Zwar unterliege - so der Senat - auch eine Meinungsäußerung Schranken und dürfe nicht gegen Strafgesetze verstoßen, bei der dabei gebotenen Abwägung der betroffenen Rechtsgüter genieße hier aber die Meinungsfreiheit den Vorrang. Bei dem Artikel handle es sich um eine Äußerung im öffentlichen Meinungsbildungsprozess in einer die Öffentlichkeit besonders berührenden Frage durch ein hierzu berufenes Presseorgan. Auch seien die Vorwürfe nicht vollkommen aus der Luft gegriffen gewesen, da der Bürgermeister Umweltdezernent der Stadt P. ist, die Deponie von der Stadt betrieben worden und es dort durchaus (früher) zu unerlaubten Abfallentsorgungen gekommen sei.
Der Senat hat daher das Urteil des Landgericht Karlsruhe aufgehoben und die Angeklagten insgesamt freigesprochen.

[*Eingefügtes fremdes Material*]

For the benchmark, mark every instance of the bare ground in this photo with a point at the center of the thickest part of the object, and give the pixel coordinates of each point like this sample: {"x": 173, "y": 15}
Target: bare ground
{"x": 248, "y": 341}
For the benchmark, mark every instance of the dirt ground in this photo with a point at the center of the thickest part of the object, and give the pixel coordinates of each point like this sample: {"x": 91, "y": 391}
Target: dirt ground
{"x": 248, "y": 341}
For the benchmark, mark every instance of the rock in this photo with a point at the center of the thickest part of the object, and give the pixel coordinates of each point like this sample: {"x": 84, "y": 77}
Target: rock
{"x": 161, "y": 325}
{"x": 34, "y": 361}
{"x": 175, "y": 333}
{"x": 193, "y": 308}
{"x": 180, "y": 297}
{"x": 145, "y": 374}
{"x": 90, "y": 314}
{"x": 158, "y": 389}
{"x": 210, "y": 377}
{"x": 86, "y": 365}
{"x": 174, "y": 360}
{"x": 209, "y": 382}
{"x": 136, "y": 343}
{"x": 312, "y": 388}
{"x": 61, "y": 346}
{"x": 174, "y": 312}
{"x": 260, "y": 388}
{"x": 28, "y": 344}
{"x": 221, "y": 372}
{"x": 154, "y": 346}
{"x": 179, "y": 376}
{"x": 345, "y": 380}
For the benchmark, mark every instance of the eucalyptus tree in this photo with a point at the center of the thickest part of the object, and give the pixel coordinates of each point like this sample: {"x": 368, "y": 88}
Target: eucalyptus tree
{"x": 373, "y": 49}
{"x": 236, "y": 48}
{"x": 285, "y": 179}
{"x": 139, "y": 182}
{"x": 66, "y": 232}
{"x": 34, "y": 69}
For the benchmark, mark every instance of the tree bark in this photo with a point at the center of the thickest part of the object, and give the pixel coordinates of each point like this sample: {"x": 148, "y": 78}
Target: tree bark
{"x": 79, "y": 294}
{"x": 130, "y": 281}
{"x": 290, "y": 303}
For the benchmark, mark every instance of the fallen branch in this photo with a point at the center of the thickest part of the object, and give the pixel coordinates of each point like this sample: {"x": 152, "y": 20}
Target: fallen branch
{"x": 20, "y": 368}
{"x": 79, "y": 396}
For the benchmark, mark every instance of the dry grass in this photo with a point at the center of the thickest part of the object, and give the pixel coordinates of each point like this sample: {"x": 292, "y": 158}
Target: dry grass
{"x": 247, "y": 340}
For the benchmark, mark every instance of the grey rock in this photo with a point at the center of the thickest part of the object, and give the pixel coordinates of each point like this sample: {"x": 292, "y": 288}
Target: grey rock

Oberlandesgericht Karlsruhe, Beschluss vom 26. Februar 2002, 1 Ss 166/01-
Hinweis: Die Abgrenzung zwischen Meinungsäußerung und Tatsachenbehauptung kann im Einzelfall schwierig sein, zumal sich diese oftmals miteinander vermengen. Wesentlich für die Einstufung als Tatsachenbehauptung ist, ob die Richtigkeit der Aussage einer Überprüfung mit Mitteln des Beweises zugänglich ist. Dies ist bei einer bloßen Meinungsäußerung nicht möglich, weil diese durch das Merkmal der persönlichen Einschätzung geprägt ist. Meinungsäußerungen lassen sich daher nicht als wahr oder unwahr beweisen, sie sind vielmehr durch die Elemente der „Stellungnahme oder des Dafürhaltens“ gekennzeichnet.
Meinungsäußerungen stehen, auch wenn sie - wie hier - scharf und überspitzt formuliert sind, grundsätzlich ohne Rücksicht auf ihre Qualität, insbesondere ihrer „Richtigkeit“, unter dem Schutz des Grundgesetzes und dürfen nur in eng begrenzten Ausnahmefällen, etwa wenn sie beleidigenden oder schmähenden Charakter haben, untersagt werden. Dies ist beispielsweise bei der sog. „Schmähkritik“ der Fall, bei welcher nicht mehr die Auseinandersetzung mit der Sache, sondern die Diffamierung der Person im Vordergrund steht.
Tatsachenbehauptungen sind hingegen dem Beweise zugänglich. Die bewusst oder erwiesen unwahre Tatsachenbehauptung genießt nicht den Schutz der Meinungsfreiheit. Die „unrichtige Information“ ist kein schützenwertes Gut. Tatsachenbehauptungen fallen deshalb aber nicht in jedem Falle aus dem Schutzbereich der Meinungsfreiheit heraus, da diese oftmals die Grundlage der Meinungsbildung sind. Beruht z.B. eine Reportage eines Journalisten auf einer sorgfältigen Recherche, so ist die Berichterstattung auch dann als zulässig anzusehen, wenn sich später die Unrichtigkeit der Information (Tatsachenbehauptung) herausstellt.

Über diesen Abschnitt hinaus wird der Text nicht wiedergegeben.